Sul palco con Rysanov e Thedéen suonerà le «Invenzioni a due e a tre voci</B>»

Ora Janine Jansen è la Venere del violino, sofisticata, dall'aspetto angelicato. Avvenenza - ovviamente l'interessata smentisce - che certo ha contribuito al lancio ma pure al mantenimento di carriera. Eppure quella della Jansen è stata un'infanzia da maschiaccio, assai lontana dagli standard del bimbo prodigio piegato l'intero giorno sul violino. Lei amava giocare a calcio con i compagni di scuola e si guardava bene dall'andare oltre le due ore e mezza di studio.
Solo a sedici anni decideva di mettere la testa a posto dedicandosi anima e corpo al violino, lo strumento d'elezione. Ma quando ha deciso, la prode Janine a portato i suoi progetti fino in fondo.
Janine Jansen, con Maxim Rysanov (viola) e Torleif Thedéen (violoncello) è attesa per stasera in Conservatorio (ore 20.30), ospite della Società del Quartetto. Il giovane trio propone un programma singolarissimo. Anzitutto s'è appropriato delle Invenzioni a due e a tre voci che Bach concepì per strumenti a tastiera, e ciò dopo il felice debutto del progetto per un disco Decca. Quindi salto nell'ultimo Novecento con il Trio di Schnittke seguito dalla Seconda Partita di Bach questa volta nella versione originale, quindi per violino solo. Partita che la Jansen, da olandese verace, affronterà con spirito filologico.
La Jansen è cresciuta in una famiglia borghese nei dintorni di Utrecht, figlia dell'organista della cattedrale e nipote del direttore di coro. La mamma, soprano, sacrificò la carriera alla famiglia (tre figli) senza però rinunciare al ruolo di solista nel coro del suocero. Jansen, che ovviamente venne subito arruolata nel coro, venne destinata prima al violoncello quindi al violino. Debuttava ventenne in patria, al Concertgebouw di Amsterdam, per il lancio internazionale si va al 2002, a Londra.

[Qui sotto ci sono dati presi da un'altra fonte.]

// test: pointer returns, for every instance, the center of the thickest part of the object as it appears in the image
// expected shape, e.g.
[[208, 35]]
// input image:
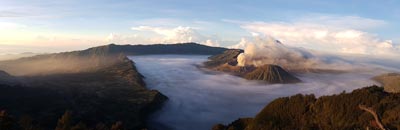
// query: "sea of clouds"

È una solista coi fiocchi però non rinuncia - anzi - alla musica da camera tanto da fondare un proprio festival a Utrecht. Qui invita gli amici musicisti che chiudono con una serata controcorrente, in un pub di Vienna, il Broadway Piano Bar, una saletta che per anni - fino alla scorsa estate, quando se decisa la chiusura - è stato il punto di incontro informale di musicisti.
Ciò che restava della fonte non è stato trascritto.